Programming WCF Services : Security - Identity Management, Overall Policy, Scenario-Driven Approach

10/15/2013 7:36:28 PM

1. Identity Management

Identity management is the security aspect that deals with which security identity the client sends to the service and, in turn, what the service can do with the client’s identity. Not only that, but when designing a service, you need to decide in advance which identity the service will execute under. The service can execute under its own identity; it can impersonate the client’s identity (when applicable); or it can use a mixture of identities, alternating in a single operation between its own identity, the client’s identity, or even a third identity altogether. Selecting the correct identity has drastic implications for the application’s scalability and administration cost. In WCF, when enabled, the security identity flows down the call chain, and each service can find out who its caller is, regardless of the identity of the service.

2. Overall Policy

To the traditional commonplace security aspects of authentication, authorization, transfer security, and identity management, I would like to add one that is less technical and conventional, but to me just as important: what is your business’s approach, or even your personal approach, to security? That is, what is your security policy? I believe that in the vast majority of cases, applications simply cannot afford not to be secured. And while security carries with it performance and throughput penalties, these should be of no concern. Simply put, it costs to live. Paying the security penalty is an unavoidable part of designing and administering modern connected applications. Gone are the days when developers could afford not to care about security and deploy applications that relied on the ambient security of the target environment, such as physical security provided by employee access cards or firewalls.

Since most developers cannot afford to become full-time security experts (nor should they), the approach I advocate for overall security policy is simple: crank security all the way up until someone complains. If the resulting application performance and throughput are still adequate with the maximum security level, leave it at that level. Only if the resulting performance is inadequate should you engage in detailed threat analysis to find out what you can trade in security in exchange for performance. In my experience, you will rarely need to actually go this route; most developers should never need to compromise security this way.

The security strategies described in this chapter follow my overall security policy. WCF’s overall approach to security is very much aligned with my own, and I will explicitly point out the few places it is not (and how to rectify it).
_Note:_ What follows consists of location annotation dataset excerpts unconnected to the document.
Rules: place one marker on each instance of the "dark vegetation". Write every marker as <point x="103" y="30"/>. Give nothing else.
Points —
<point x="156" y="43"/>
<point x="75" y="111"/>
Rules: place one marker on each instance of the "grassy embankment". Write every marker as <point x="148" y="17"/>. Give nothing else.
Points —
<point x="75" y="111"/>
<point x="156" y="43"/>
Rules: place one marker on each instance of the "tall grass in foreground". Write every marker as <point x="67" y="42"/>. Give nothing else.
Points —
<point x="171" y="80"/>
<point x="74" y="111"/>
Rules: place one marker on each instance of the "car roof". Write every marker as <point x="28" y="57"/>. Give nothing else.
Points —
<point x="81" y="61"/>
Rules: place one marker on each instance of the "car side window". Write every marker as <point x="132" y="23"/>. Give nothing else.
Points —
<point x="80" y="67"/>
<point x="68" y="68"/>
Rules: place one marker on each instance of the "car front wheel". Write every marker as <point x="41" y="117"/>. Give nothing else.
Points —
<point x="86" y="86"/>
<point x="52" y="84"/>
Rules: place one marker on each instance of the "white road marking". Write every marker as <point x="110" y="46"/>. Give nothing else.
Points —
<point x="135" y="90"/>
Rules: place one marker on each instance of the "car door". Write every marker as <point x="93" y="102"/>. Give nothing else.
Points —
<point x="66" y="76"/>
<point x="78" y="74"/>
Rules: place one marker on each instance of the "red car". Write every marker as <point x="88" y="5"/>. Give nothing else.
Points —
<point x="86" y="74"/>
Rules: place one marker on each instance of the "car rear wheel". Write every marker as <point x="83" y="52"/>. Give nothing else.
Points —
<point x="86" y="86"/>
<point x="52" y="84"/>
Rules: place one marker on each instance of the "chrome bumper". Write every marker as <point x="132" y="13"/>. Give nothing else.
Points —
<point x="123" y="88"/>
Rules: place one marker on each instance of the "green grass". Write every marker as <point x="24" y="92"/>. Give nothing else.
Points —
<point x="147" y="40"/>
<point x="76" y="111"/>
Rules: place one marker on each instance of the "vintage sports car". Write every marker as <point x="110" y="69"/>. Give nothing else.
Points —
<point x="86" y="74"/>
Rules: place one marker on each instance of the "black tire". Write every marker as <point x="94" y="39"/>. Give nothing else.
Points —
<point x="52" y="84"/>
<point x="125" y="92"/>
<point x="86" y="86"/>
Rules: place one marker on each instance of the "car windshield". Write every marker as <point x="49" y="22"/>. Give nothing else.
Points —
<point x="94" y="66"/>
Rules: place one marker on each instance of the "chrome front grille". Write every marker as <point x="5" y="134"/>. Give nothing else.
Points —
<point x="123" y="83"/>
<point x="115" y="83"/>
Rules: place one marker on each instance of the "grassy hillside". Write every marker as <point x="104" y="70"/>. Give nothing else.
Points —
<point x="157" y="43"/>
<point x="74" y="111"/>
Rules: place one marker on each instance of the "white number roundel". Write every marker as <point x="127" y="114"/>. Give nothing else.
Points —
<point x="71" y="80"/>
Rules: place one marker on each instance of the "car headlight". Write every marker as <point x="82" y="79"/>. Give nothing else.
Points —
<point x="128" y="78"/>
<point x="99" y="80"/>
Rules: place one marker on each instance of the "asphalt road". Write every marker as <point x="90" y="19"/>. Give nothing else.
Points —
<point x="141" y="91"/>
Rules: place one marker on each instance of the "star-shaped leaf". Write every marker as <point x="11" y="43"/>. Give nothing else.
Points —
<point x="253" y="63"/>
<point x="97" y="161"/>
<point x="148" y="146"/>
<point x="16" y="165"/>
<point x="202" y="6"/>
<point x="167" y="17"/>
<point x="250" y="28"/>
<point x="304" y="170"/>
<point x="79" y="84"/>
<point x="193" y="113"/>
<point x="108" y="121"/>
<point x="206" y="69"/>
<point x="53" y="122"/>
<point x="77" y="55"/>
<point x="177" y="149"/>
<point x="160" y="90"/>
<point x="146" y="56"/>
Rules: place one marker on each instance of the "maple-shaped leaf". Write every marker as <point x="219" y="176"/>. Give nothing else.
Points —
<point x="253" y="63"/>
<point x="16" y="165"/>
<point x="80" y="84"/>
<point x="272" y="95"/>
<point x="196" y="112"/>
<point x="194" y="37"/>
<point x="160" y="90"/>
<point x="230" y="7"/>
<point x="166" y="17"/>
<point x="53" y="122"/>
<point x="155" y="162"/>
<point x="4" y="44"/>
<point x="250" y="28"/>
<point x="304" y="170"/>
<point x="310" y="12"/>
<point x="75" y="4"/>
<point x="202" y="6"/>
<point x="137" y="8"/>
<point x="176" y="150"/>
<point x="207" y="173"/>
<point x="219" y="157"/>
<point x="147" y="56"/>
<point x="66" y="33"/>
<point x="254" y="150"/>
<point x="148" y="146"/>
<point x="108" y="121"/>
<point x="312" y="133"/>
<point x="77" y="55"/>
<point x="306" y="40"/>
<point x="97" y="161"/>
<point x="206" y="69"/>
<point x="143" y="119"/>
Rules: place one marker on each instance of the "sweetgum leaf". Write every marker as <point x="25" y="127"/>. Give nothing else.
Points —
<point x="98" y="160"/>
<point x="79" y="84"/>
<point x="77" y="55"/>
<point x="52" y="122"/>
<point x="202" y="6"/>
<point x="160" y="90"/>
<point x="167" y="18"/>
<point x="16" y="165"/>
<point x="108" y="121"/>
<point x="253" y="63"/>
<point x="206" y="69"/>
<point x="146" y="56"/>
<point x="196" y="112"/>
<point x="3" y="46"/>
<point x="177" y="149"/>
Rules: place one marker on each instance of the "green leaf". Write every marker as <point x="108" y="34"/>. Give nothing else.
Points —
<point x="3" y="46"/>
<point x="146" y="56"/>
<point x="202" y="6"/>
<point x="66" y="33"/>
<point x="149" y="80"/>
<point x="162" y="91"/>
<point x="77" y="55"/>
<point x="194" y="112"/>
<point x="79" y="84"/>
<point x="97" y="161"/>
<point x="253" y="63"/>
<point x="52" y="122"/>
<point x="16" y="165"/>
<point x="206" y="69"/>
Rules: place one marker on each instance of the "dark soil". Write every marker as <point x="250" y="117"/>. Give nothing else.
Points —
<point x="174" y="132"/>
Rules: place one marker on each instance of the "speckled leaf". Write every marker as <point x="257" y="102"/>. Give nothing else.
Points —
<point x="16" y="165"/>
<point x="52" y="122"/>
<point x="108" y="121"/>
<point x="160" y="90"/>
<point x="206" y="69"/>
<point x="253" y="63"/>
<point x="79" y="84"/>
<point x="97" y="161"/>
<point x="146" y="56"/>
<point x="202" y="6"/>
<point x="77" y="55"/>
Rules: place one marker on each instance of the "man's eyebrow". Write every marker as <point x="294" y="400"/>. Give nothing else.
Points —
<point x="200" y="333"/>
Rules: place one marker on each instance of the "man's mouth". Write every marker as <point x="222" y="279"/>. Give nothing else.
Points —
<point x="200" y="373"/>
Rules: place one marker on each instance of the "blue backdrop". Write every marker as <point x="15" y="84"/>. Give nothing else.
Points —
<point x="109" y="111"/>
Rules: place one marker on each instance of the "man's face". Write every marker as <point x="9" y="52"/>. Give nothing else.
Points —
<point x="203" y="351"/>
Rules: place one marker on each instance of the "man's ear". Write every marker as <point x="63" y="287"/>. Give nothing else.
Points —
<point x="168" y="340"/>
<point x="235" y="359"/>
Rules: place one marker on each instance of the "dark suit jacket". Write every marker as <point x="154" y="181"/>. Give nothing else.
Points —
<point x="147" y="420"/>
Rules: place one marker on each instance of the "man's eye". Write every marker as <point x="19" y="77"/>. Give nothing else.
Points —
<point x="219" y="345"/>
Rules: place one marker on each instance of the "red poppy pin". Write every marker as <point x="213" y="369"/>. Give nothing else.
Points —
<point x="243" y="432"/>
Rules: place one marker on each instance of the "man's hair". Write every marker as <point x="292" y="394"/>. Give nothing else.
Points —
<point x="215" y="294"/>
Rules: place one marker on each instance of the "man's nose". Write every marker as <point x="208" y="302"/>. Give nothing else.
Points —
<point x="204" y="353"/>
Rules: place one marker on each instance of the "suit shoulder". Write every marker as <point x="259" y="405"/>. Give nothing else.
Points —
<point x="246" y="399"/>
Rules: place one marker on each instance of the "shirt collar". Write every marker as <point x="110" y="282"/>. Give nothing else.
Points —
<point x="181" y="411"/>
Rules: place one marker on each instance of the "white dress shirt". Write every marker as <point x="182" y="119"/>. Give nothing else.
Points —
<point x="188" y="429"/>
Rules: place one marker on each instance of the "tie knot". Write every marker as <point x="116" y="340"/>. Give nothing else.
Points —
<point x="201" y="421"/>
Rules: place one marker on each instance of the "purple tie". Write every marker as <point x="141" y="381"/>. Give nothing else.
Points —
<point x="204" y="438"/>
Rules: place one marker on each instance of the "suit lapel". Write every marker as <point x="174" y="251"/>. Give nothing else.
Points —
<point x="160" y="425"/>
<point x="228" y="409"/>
With the noticeable exception of the BasicHttpBinding, WCF is secured by default, and even the BasicHttpBinding can easily be secured. All other WCF bindings by default authenticate all callers to the service and rely on transfer security.

3. Scenario-Driven Approach

Security is by far the most intricate area of WCF. The following list shows the elements that govern security in every WCF operation call:

  • Service contract

  • Operation contract

  • Fault contract

  • Service behavior

  • Operation behavior

  • Host configuration

  • Method configuration and code

  • Client-side behavior

  • Proxy configuration

  • Binding configuration

Each of the items in the list may have a dozen or more security-related properties. Obviously, there are an overwhelming number of possible combinations and permutations. In addition, not all combinations are allowed or supported, and not all allowed combinations make sense or are consistent; for example, while technically possible, it does not make sense to use a certificate for client credentials in a homogeneous Windows intranet, much as it makes little sense to use Windows accounts in an Internet application. The solution I chose for this book is to focus on a few key scenarios (and slight variations of them) that address the security needs of the majority of applications today.

The scenarios are:

  • Intranet application

  • Internet application

  • Business-to-business application

  • Anonymous application

  • No security

I will demonstrate how to make each of these scenarios consistent and secure. In each scenario I will discuss how to support the security aspects of transfer security, authentication, authorization, and identity management. If you need an additional scenario, you can follow my analysis approach to derive the required security aspects and settings.